India’s growth outlook has weakened sharply this year, with a crunch that started out in the shadow-banking industry spreading to retail businesses, automakers, home sales and heavy industries.

Growth has come down to a six-year low of 5 percent, with Moody’s saying that there is a low chance of sustained growth at or above 8 percent.

The slowdown “has been deeper and longer than anticipated,” Moody’s Sovereign Risk Group vice president William Foster said in an interview with Bloomberg TV. “What we need to see for it to stabilize is really growth ticking back up on a more sustainable basis at higher levels, and that feeding into the government’s ability to raise taxes and bring down fiscal deficit.”

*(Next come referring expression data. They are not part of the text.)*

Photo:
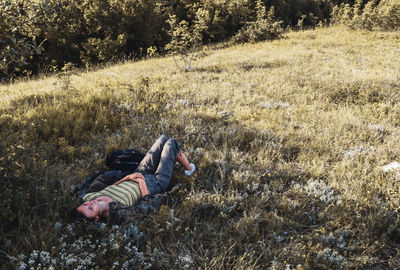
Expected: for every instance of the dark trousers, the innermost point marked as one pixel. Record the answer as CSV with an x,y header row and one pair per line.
x,y
158,164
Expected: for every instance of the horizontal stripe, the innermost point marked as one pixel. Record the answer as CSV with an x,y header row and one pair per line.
x,y
127,193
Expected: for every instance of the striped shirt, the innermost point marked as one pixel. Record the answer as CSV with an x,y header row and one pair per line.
x,y
126,193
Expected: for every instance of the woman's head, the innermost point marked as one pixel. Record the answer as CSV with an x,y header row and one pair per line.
x,y
94,209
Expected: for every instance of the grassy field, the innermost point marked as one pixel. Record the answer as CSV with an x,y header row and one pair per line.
x,y
289,138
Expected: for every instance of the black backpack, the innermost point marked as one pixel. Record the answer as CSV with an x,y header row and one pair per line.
x,y
124,160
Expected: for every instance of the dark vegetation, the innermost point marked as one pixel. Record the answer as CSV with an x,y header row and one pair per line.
x,y
44,35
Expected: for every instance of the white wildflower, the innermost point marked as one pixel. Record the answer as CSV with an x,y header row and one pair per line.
x,y
391,167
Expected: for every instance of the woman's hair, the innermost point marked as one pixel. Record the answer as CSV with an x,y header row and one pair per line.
x,y
76,214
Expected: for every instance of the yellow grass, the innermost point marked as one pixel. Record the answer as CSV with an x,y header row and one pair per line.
x,y
318,109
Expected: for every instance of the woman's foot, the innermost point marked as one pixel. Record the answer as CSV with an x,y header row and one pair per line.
x,y
191,171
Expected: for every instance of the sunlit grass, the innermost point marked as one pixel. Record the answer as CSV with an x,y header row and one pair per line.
x,y
289,137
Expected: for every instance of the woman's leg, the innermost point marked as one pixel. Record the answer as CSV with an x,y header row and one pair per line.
x,y
182,159
151,160
166,166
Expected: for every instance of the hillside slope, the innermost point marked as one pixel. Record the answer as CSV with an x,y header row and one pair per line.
x,y
289,138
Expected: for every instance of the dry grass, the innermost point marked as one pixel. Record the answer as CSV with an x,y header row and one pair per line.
x,y
289,137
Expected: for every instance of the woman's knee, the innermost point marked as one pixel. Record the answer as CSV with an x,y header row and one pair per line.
x,y
173,145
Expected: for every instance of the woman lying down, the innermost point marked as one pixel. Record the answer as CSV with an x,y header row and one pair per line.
x,y
152,176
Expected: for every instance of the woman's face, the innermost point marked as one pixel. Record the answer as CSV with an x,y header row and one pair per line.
x,y
92,209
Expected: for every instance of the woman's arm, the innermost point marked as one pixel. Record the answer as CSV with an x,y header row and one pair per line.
x,y
138,178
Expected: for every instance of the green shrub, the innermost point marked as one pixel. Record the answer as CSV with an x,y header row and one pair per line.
x,y
371,16
266,27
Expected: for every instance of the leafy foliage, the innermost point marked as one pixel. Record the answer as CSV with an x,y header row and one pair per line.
x,y
374,15
266,27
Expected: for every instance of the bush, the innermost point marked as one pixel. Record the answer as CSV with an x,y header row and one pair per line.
x,y
371,16
266,27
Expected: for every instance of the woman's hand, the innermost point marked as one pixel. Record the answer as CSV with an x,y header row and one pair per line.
x,y
138,178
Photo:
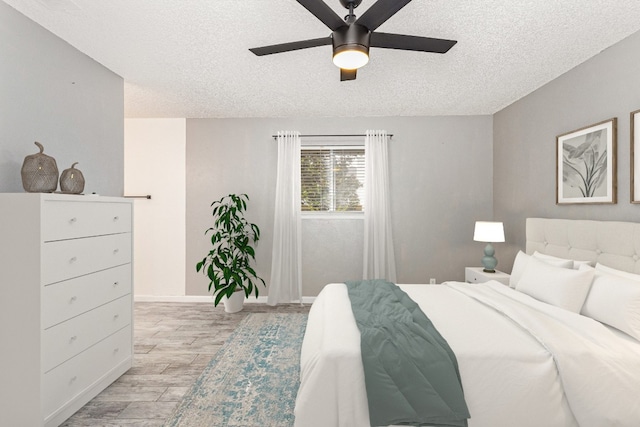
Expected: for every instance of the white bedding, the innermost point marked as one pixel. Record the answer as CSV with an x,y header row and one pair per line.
x,y
522,362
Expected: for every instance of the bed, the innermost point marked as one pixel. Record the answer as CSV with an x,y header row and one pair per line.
x,y
523,360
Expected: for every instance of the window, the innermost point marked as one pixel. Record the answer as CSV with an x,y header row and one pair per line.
x,y
332,179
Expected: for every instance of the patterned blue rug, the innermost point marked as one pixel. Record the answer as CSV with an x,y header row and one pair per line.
x,y
253,379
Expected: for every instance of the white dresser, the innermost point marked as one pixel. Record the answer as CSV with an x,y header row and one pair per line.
x,y
66,310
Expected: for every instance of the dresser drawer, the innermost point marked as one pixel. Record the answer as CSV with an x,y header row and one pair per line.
x,y
66,259
64,300
67,339
63,383
70,220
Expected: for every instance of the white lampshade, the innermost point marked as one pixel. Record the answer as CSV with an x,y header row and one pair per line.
x,y
351,59
487,231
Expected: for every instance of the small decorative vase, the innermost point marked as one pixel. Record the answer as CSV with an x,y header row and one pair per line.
x,y
39,172
72,180
235,303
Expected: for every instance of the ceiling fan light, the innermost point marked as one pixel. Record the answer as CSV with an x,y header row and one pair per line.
x,y
351,57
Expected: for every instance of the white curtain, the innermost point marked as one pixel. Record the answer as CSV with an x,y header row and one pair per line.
x,y
379,260
286,266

The government yesterday said that it took note of the Moody’s revision.

While it is flagging, India continues to be among the fastest-growing major economies in the world, it said.

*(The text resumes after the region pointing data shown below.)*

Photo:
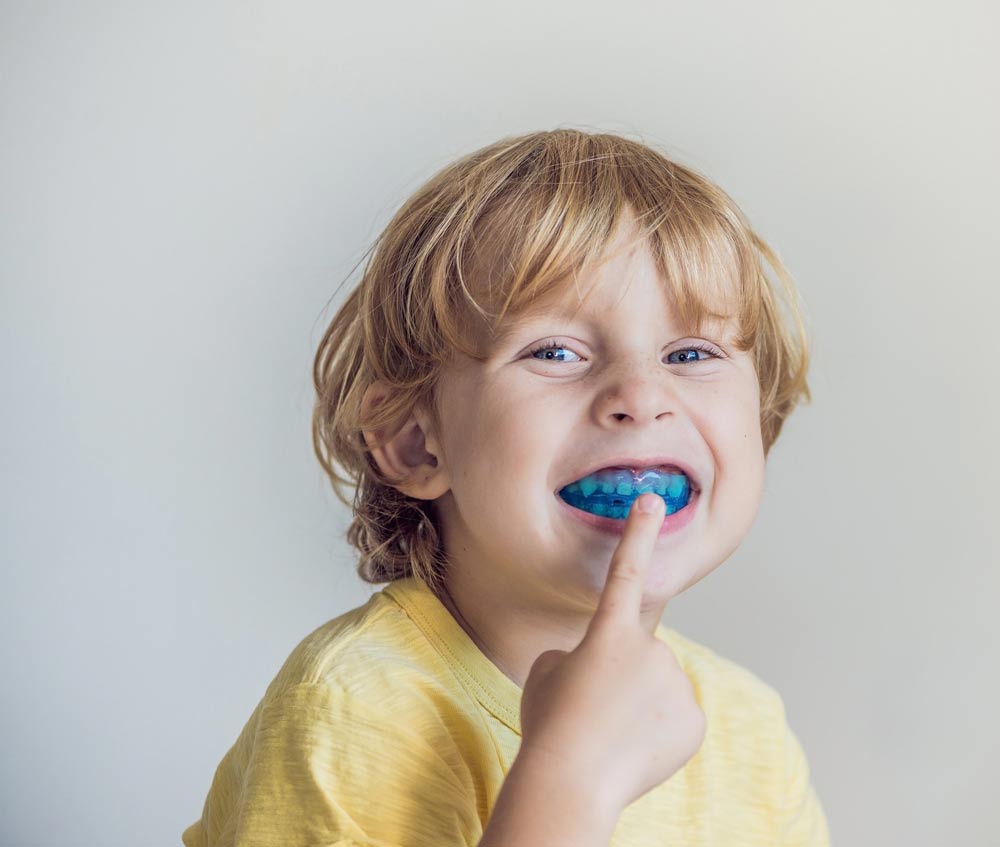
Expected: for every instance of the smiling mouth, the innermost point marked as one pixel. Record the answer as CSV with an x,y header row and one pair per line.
x,y
609,493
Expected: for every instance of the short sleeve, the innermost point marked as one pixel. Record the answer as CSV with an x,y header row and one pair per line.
x,y
323,767
802,821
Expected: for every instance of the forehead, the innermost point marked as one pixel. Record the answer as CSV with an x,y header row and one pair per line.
x,y
593,307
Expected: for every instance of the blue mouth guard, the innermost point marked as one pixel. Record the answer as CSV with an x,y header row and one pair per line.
x,y
610,492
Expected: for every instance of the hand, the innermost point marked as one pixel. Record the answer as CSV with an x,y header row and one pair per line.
x,y
618,712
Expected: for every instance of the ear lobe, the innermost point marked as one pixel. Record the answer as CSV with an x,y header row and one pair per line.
x,y
404,457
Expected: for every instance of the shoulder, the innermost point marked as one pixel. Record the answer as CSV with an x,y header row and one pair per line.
x,y
749,746
722,685
353,735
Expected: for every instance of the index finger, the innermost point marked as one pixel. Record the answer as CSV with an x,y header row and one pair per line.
x,y
621,599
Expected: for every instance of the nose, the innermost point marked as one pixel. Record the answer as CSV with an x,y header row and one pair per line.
x,y
638,391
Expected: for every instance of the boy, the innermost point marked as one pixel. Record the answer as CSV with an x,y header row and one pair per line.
x,y
553,334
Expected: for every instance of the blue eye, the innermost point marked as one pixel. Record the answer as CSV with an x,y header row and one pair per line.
x,y
687,350
550,349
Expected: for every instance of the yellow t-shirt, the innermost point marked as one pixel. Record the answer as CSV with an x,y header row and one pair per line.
x,y
387,727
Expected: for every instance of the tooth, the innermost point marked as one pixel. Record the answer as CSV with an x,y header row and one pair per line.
x,y
676,485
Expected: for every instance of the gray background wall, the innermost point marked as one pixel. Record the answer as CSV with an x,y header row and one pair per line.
x,y
182,187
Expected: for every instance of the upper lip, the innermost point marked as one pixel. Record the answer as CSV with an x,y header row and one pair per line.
x,y
636,462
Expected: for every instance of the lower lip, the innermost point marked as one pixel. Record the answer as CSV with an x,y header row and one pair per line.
x,y
671,523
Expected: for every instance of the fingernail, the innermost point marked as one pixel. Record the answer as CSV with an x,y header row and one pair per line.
x,y
648,503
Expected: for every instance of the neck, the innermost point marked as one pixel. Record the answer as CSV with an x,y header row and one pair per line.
x,y
506,633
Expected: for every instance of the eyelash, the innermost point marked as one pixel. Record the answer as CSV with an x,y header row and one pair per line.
x,y
554,342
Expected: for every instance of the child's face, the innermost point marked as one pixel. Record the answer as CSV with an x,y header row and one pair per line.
x,y
517,428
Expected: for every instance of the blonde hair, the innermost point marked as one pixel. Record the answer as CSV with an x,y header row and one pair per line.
x,y
483,239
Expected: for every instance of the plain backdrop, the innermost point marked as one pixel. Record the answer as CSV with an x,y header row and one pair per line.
x,y
184,186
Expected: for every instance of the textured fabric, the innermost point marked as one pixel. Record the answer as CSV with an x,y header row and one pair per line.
x,y
387,726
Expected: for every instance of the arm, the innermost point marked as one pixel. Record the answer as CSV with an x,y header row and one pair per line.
x,y
539,806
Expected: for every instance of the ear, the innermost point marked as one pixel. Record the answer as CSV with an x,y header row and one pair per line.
x,y
410,457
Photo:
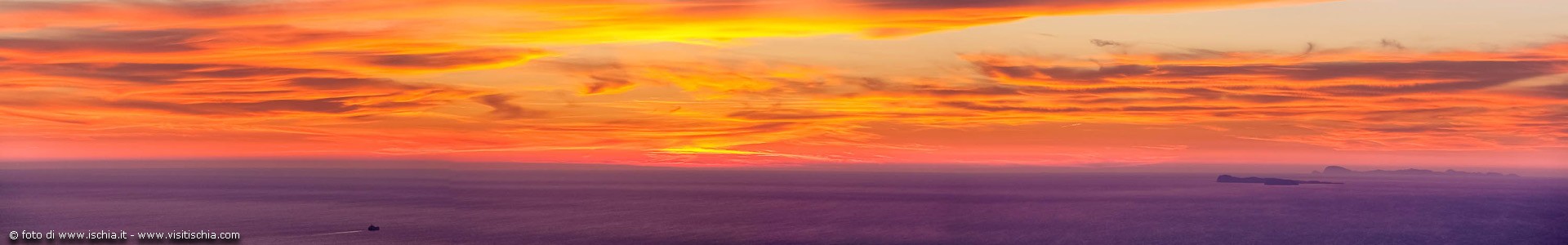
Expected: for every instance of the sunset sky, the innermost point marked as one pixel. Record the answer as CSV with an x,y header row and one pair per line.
x,y
789,82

“India’s relative standing remains unaffected,” the Indian Ministry of Finance said in a statement.

Steps taken by the government to strengthen the economy “would attract capital flows and stimulate investments,” it said.

The Reserve Bank of India has already cut interest rates five times this year, although lenders are not passing that easing on to customers.

Moody’s said it does not expect the credit crunch among non-bank financial institutions, which were the main source of consumer loans in recent years, to be resolved quickly.

Investors would closely watch the nation’s GDP data for signs of further, long-lasting weakness, which could result in another negative shift, Moody’s said.

Stabilization in the non-bank financial sector would be credit positive and could indicate less risk of negative spillover into banks, Moody’s added.

“There have been some concerns about fiscal slippage,” said Shamaila Khan, director of emerging-market debt at AllianceBernstein in New York. “If the government is able to maintain discipline and mitigate spending by doing more privatizations that could help allay these concerns.”

“There’s a reasonable probability that that could happen and this is a negative outlook, so it gives them some time to play this out,” Khan said.

Moody’s rates India one level higher than Fitch Ratings and S&P Global Ratings, with the two latter companies still holding India’s outlook at “stable.”